Throw in the ability to save, share and edit these templates, called "views," and users suddenly have a powerful tool for calling up the information they want without wading through irrelevant search results or hunting for information buried on a Web page, Douty said.

Extending the scope of Web page customization could prove troublesome for the portals, analysts said. To date, giants like Yahoo have often broadened their variety of content--adding stock quotes and news headlines, for example--rather than offering greater ability to tailor the user interface.

Octopus will begin offering its service with content through various partnerships in three categories: business information, news and personal finance. The site will preview with content from Quicken and Hoover's and is negotiating with several possible content providers. It plans to expand into other categories, such as sports, down the road.

The service will be free for the near term and carry no advertising, according to Douty, a former marketing executive at Microsoft's free MSN Hotmail service. The company, which received first-round venture financing of $11.4 million late last year from Redpoint Ventures, plans to make money by charging content providers for premium placement and charging for the traffic it drives.

Douty is quick to differentiate his company from the numerous start-ups that have come forward offering variations on traditional search engines such as bookmark organizers Hotlinks and Backflip or companies like "="" news="" 0-1005-200-1520762.html"="" rel="">GuruNet and Flyswat, whose services bypass the Web altogether.

"We are not competing with search engines; we are competing with the Web experience as a whole," Douty said in an interview.

Danny Sullivan, editor of Internet trade publication SearchEngineWatch.com, agreed.

"I wouldn't look at (Octopus) and say, 'Wow, this could solve search,'" he said.

Rather, he said, Octopus' customization features put it more squarely in competition with companies such as Yahoo, Excite@Home, Lycos and even America Online.

"This looks valuable for all the things people are going to portals for?only it looks a lot easier to manage," he said. "If one of the portals were smart, they would come along and buy it."

The key to the service is customization.

Yahoo and other portals offer personalization features such as Web-based email, calendars and the ability to track stock portfolios and set categories for the news headlines they receive.

Octopus goes one better, giving users a menu of data points to select from and a drag-and-drop feature to place them on a page for viewing. For example, a user could build a page tracking Internet stock prices, including historical financial data, company phone numbers, addresses and so on, by selecting from the menu of choices. The template is updated with real-time data and can be saved for future viewing or as the basis for other customized templates for use by other users.

Octopus also incorporates traditional search functions, allowing users to list results from multiple search engines for simultaneous viewing.

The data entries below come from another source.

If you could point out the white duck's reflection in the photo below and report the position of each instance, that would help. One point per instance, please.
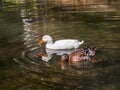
(48, 53)
(76, 57)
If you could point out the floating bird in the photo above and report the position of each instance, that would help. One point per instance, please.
(60, 44)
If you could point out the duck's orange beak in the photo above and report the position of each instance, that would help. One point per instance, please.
(41, 42)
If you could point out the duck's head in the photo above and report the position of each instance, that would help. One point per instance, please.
(45, 38)
(65, 57)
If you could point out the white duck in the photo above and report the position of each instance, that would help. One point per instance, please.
(60, 44)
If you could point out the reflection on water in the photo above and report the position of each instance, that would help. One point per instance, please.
(22, 27)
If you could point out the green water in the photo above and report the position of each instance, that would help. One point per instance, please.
(17, 36)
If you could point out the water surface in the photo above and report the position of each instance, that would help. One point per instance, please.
(22, 26)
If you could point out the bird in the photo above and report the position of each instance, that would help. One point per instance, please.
(79, 55)
(60, 44)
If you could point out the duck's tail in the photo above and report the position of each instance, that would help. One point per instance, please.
(81, 42)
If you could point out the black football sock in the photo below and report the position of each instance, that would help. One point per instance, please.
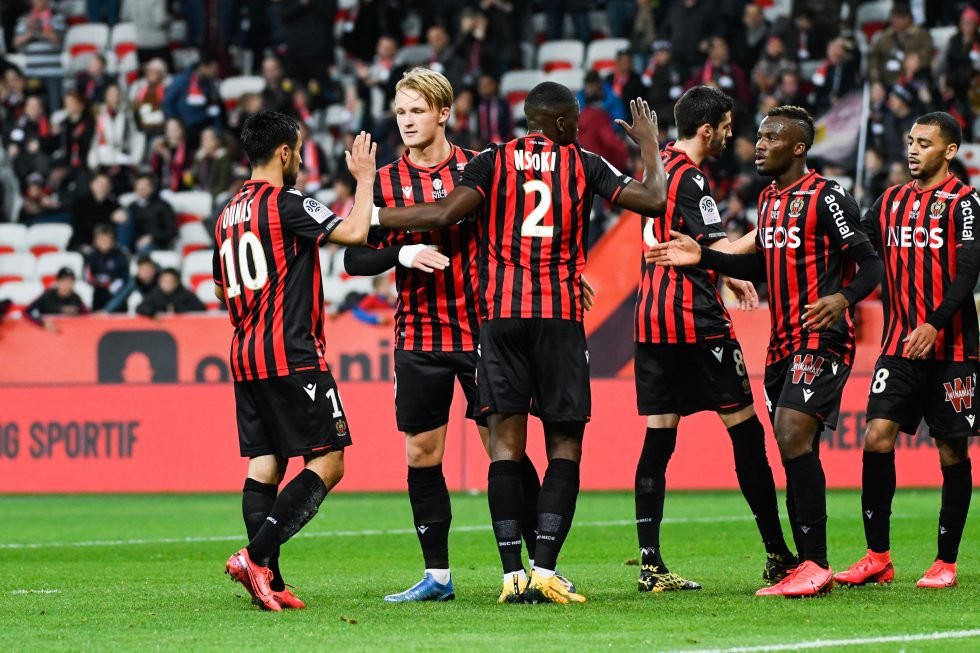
(556, 508)
(755, 480)
(432, 513)
(649, 490)
(957, 487)
(257, 501)
(294, 507)
(532, 488)
(505, 495)
(809, 487)
(877, 492)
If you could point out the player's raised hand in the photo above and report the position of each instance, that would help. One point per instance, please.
(748, 298)
(360, 158)
(644, 130)
(588, 294)
(824, 313)
(680, 250)
(920, 342)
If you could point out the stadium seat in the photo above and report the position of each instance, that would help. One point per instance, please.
(43, 238)
(189, 205)
(560, 55)
(196, 269)
(872, 17)
(49, 264)
(21, 293)
(81, 42)
(232, 89)
(516, 84)
(574, 79)
(601, 55)
(13, 238)
(19, 266)
(191, 237)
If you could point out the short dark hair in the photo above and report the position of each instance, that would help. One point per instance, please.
(949, 128)
(800, 116)
(699, 106)
(548, 97)
(264, 132)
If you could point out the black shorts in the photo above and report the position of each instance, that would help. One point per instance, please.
(424, 388)
(541, 360)
(295, 415)
(811, 382)
(683, 379)
(941, 392)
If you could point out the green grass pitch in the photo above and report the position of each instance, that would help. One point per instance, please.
(141, 573)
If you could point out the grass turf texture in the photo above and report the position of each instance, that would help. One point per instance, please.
(174, 596)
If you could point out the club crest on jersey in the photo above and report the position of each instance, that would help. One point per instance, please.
(438, 192)
(960, 393)
(796, 207)
(806, 368)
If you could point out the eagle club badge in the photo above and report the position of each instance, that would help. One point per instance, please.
(438, 192)
(796, 207)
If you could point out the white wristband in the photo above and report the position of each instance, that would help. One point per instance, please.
(408, 253)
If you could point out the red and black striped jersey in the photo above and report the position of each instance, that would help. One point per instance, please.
(538, 198)
(917, 232)
(804, 230)
(436, 311)
(681, 304)
(267, 261)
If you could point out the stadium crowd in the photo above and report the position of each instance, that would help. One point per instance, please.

Whatever promise the company might have, however, Octopus will no doubt face serious hurdles in breaking the entrenched habits of Net users and gaining on market leaders such as Yahoo and AOL, which have millions of regular users.

In addition, it's not clear that many users will want the added chore of mapping and building their own data sheets.

"It's a hard thing to do," Sullivan said. "It's such a different metaphor, they could have trouble with adoption."

But Octopus' Douty said he believes the company's patent-pending technology offers a chance to really shake up the status quo.

"I don't believe we've gentrified around portals," he said. "We're ready for another shift."